Il l’est par la singularité d’un regard sans comparaison sur un état du monde à la fois situé et daté (les États-Unis à la fin des années 1960) et extraordinairement actuel.

L’homme noir qui marche le long d’une route californienne a été pris en stop par le motard blanc, raciste sans méchanceté. Mais lui qui marchait pieds nus avec ses chaussures sur la tête, lui qui n’est pas américain mais nigérian sait jouer avec les regards des autres sur lui. Les autres, Noirs ou Blancs. Et quand il ne sait pas, il apprend.

En cette année 1968, l’atroce guerre civile dite «du Biafra» ravage son pays qu’il a quitté. Une autre, différente, ensanglante le pays où il est venu (dans les mois ou années qui précèdent, Martin Luther King, Bobby Kennedy et Bobby Hutton, leader du Black Panther Party, ont été assassinés).

Comment un Noir non américain perçoit-il des Noirs et des Blancs américains?

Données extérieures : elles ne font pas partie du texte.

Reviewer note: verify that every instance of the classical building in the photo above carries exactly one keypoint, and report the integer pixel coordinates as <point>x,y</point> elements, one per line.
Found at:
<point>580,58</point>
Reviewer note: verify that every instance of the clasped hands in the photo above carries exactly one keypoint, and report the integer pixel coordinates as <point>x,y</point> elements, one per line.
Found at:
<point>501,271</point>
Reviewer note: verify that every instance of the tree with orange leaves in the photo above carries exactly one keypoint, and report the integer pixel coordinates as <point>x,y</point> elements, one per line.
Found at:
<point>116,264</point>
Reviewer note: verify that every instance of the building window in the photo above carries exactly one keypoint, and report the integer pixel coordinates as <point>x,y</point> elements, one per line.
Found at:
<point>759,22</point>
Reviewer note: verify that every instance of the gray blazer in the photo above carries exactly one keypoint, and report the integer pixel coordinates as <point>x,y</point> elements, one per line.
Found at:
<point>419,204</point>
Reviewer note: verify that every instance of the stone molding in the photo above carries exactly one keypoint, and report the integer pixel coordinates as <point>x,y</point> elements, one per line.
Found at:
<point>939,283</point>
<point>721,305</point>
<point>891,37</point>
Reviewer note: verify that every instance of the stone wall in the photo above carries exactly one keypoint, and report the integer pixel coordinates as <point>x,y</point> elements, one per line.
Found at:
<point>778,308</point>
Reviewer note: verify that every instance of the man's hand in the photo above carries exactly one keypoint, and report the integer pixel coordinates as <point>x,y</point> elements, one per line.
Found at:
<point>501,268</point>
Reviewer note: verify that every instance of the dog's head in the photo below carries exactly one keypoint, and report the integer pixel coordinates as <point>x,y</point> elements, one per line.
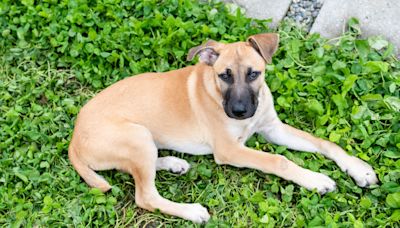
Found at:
<point>239,70</point>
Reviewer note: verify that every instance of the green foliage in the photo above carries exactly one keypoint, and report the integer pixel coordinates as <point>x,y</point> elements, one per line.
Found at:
<point>55,55</point>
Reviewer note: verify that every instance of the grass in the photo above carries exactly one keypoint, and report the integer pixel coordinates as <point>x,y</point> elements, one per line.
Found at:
<point>55,56</point>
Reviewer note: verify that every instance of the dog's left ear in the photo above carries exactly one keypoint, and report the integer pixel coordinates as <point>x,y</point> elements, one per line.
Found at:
<point>265,44</point>
<point>206,52</point>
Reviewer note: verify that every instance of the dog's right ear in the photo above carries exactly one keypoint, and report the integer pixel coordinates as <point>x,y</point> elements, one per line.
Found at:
<point>206,52</point>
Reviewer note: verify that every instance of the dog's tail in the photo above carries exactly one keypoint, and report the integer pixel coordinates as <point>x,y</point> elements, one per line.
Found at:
<point>90,176</point>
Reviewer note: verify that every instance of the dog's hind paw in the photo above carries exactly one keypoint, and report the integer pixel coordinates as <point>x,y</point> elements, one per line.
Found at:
<point>360,171</point>
<point>173,164</point>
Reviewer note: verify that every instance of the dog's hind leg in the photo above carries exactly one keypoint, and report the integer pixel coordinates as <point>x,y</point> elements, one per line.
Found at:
<point>142,163</point>
<point>173,164</point>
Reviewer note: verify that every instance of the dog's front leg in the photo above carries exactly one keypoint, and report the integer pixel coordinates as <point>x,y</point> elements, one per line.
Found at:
<point>283,134</point>
<point>238,155</point>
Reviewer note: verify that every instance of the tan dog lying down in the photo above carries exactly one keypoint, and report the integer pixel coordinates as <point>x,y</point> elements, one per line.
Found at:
<point>209,108</point>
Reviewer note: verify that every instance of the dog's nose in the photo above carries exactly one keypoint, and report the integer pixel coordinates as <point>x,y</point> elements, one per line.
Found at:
<point>238,109</point>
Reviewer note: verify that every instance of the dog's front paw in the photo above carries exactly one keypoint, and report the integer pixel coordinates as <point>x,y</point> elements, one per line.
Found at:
<point>173,164</point>
<point>313,180</point>
<point>195,213</point>
<point>360,171</point>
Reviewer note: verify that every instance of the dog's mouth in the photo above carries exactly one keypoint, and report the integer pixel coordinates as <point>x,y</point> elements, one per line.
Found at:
<point>240,108</point>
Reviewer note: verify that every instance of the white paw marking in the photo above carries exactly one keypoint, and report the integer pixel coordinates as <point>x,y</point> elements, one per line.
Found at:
<point>173,164</point>
<point>360,171</point>
<point>319,181</point>
<point>195,213</point>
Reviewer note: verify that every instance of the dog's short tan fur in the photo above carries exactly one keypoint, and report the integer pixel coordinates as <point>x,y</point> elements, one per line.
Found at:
<point>124,125</point>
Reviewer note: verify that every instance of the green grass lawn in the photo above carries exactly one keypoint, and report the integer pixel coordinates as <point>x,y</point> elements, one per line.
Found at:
<point>55,55</point>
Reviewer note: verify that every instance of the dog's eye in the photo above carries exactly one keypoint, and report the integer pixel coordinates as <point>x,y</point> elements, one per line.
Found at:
<point>253,75</point>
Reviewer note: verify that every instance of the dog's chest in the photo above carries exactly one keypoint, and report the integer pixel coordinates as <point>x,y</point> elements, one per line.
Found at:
<point>241,132</point>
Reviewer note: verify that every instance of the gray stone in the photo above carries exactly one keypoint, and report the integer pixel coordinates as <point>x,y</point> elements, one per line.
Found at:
<point>264,9</point>
<point>376,18</point>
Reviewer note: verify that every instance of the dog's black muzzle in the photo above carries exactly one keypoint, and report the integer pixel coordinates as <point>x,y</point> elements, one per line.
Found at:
<point>240,105</point>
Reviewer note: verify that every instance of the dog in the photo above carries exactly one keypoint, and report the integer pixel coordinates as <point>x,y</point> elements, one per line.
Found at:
<point>209,108</point>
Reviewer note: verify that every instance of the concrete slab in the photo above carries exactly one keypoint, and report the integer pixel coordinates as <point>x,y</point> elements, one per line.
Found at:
<point>264,9</point>
<point>376,18</point>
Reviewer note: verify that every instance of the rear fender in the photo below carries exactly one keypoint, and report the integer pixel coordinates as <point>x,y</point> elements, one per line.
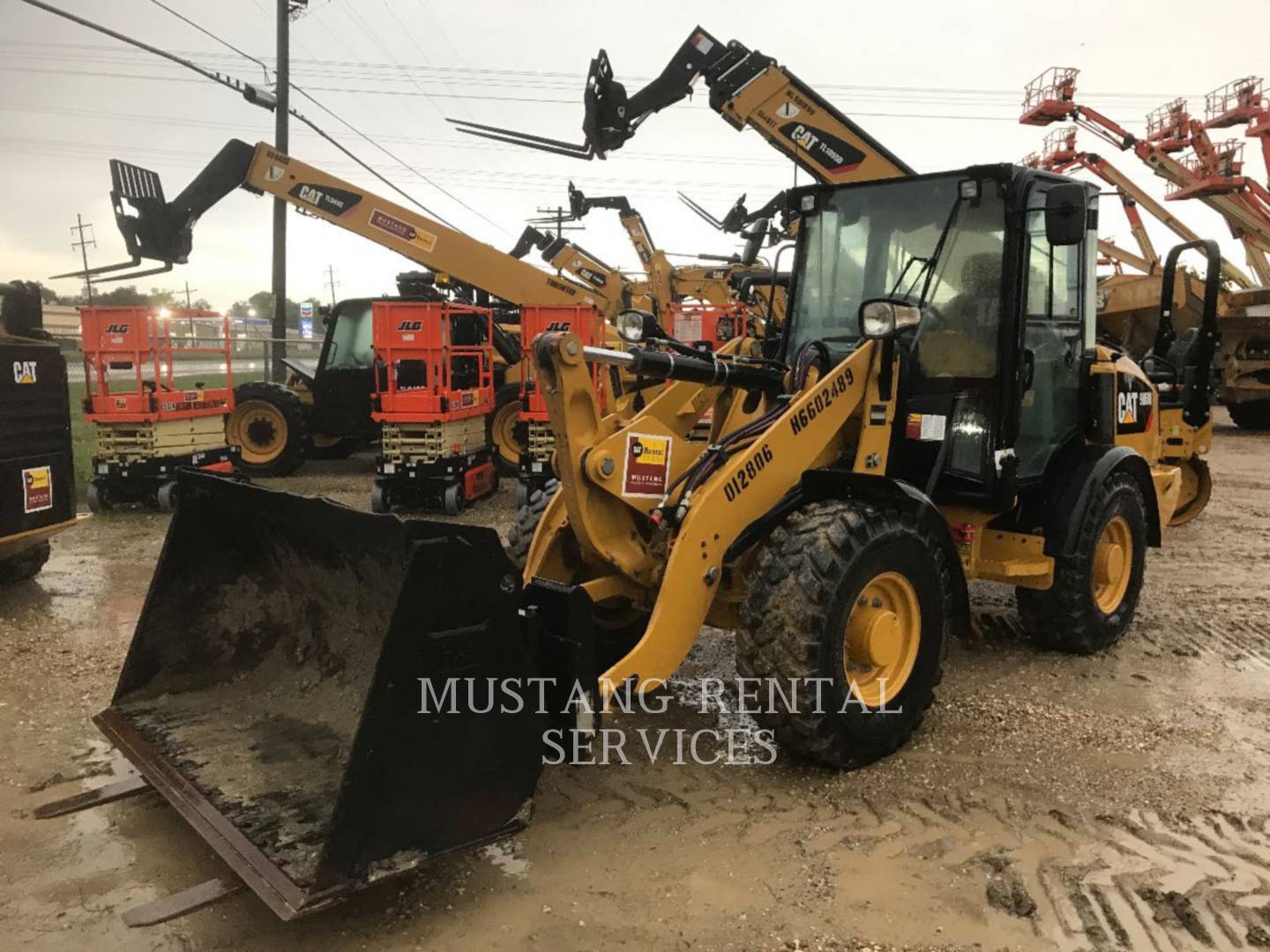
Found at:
<point>1077,485</point>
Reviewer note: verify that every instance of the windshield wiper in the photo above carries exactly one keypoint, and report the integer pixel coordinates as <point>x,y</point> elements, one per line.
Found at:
<point>930,262</point>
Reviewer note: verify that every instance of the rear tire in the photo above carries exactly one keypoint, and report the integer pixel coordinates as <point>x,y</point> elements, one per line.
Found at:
<point>268,424</point>
<point>505,430</point>
<point>1095,591</point>
<point>527,518</point>
<point>808,616</point>
<point>453,499</point>
<point>167,496</point>
<point>1251,414</point>
<point>26,565</point>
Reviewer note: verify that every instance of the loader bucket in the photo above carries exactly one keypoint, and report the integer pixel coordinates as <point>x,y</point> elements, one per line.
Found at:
<point>272,689</point>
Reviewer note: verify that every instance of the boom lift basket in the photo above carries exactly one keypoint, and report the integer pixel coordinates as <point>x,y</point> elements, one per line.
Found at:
<point>273,689</point>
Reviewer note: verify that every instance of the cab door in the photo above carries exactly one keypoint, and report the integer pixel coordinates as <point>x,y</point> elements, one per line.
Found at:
<point>1057,305</point>
<point>344,380</point>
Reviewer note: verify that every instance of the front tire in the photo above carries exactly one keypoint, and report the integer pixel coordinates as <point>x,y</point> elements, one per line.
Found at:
<point>507,430</point>
<point>26,565</point>
<point>1096,588</point>
<point>268,426</point>
<point>862,597</point>
<point>453,499</point>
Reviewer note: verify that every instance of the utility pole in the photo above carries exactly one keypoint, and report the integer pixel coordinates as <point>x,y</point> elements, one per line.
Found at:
<point>190,308</point>
<point>280,113</point>
<point>83,247</point>
<point>288,11</point>
<point>332,283</point>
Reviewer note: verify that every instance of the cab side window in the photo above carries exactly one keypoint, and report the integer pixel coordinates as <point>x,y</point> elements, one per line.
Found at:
<point>1053,334</point>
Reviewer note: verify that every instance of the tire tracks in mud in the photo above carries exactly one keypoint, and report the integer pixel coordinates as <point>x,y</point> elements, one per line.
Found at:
<point>1138,880</point>
<point>1240,635</point>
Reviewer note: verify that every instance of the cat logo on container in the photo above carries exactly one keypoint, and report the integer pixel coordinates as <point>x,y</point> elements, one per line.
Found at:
<point>37,489</point>
<point>648,465</point>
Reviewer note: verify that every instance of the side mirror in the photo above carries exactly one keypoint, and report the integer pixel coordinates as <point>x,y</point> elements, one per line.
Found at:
<point>634,326</point>
<point>882,317</point>
<point>1065,213</point>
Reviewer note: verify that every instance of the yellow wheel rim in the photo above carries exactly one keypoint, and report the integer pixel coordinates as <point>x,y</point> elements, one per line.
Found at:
<point>259,429</point>
<point>883,634</point>
<point>1113,564</point>
<point>503,430</point>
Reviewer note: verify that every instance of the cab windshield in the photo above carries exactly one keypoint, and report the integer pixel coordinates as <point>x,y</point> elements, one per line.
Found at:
<point>930,242</point>
<point>351,343</point>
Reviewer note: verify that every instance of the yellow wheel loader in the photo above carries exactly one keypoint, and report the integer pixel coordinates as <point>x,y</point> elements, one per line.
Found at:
<point>317,689</point>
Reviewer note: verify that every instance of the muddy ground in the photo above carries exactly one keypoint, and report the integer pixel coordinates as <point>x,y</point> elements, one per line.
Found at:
<point>1050,802</point>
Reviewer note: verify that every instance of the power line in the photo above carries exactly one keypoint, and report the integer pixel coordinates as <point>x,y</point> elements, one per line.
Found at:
<point>83,247</point>
<point>332,283</point>
<point>233,84</point>
<point>207,32</point>
<point>346,123</point>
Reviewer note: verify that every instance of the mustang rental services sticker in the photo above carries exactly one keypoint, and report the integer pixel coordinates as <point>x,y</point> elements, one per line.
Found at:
<point>648,465</point>
<point>37,487</point>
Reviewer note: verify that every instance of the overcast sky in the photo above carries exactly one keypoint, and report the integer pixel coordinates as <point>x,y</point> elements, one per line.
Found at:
<point>938,83</point>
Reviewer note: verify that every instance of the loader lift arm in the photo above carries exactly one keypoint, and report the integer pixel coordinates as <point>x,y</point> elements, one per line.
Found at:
<point>746,88</point>
<point>161,230</point>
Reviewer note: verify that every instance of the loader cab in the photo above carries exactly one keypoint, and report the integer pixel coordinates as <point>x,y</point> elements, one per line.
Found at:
<point>990,383</point>
<point>343,378</point>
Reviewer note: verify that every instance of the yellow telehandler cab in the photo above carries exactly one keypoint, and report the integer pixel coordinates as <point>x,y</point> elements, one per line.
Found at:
<point>935,410</point>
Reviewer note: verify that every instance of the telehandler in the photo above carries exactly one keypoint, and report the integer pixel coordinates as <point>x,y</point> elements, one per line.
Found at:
<point>37,465</point>
<point>937,410</point>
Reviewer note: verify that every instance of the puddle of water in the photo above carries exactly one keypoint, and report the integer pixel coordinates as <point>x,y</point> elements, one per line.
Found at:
<point>502,856</point>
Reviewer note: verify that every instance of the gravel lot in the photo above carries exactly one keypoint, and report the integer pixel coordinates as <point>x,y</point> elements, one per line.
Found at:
<point>1050,802</point>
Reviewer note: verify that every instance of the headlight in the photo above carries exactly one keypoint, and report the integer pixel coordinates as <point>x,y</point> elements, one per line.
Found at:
<point>880,319</point>
<point>630,326</point>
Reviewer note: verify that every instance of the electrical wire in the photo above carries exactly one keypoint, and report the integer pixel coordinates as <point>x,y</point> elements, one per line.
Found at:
<point>238,86</point>
<point>207,32</point>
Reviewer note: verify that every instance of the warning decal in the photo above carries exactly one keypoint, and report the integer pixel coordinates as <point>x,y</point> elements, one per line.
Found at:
<point>37,489</point>
<point>925,427</point>
<point>648,465</point>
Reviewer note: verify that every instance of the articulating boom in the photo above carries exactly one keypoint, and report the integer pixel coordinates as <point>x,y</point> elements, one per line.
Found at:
<point>746,88</point>
<point>161,230</point>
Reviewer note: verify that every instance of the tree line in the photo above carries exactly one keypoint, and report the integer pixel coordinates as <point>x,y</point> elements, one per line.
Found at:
<point>259,305</point>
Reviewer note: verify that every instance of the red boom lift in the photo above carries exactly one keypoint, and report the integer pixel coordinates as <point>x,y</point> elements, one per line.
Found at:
<point>147,428</point>
<point>433,390</point>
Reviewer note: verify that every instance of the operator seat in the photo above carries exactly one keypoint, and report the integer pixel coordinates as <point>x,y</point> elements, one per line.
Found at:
<point>961,340</point>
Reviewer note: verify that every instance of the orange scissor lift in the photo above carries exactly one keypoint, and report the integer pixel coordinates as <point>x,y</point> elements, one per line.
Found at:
<point>147,428</point>
<point>588,324</point>
<point>433,390</point>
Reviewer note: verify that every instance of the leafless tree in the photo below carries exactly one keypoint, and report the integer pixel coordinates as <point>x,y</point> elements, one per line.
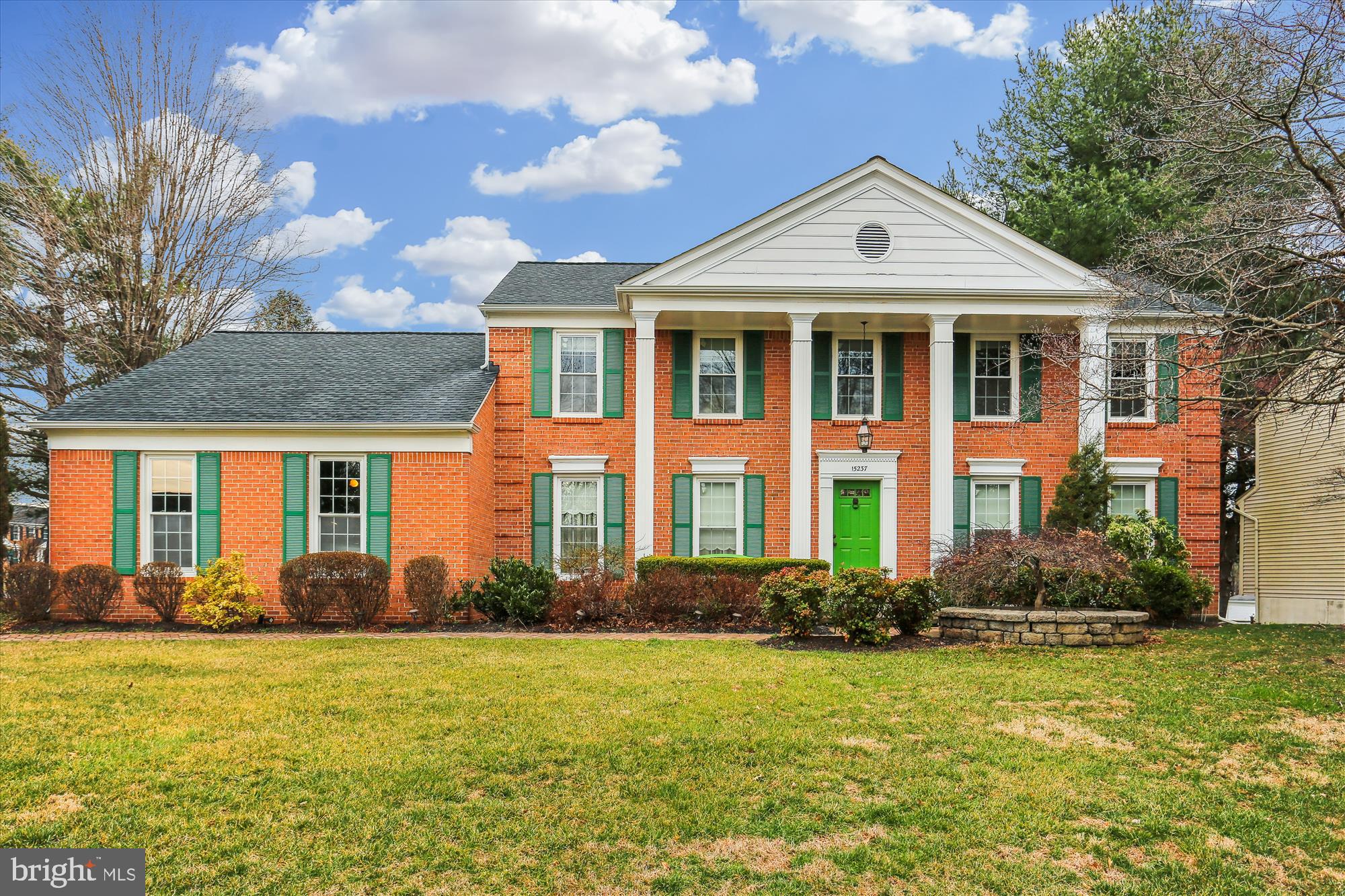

Que voit un Noir africain des États-Unis incandescents de multiples révoltes et contestations, sur fond de société raciste et inégalitaire, en contradiction flagrante avec ses principes fondateurs?

Gabriel (Paul Okpokam) et une de ses compagnes éphémères, aux confluents de tant de différences. | Malavida Films

Cette double question, qui ouvre sur mille autres, traverse le film de ce réalisateur inconnu, David Schickele, auparavant auteur d’un documentaire sur le Peace Corps au Nigeria, agence d’influence états-unienne dont il avait fait partie dans le pays où il a rencontré celui qui joue Gabriel, Paul Eyam Nzie Okpokam.

Impliqué dans ces situations conflictuelles qui l’entourent, hanté par la tragédie en cours au Nigeria, Gabriel est aussi bien occupé par des rencontres avec celles et ceux qui croisent sa route, surtout des femmes. (…)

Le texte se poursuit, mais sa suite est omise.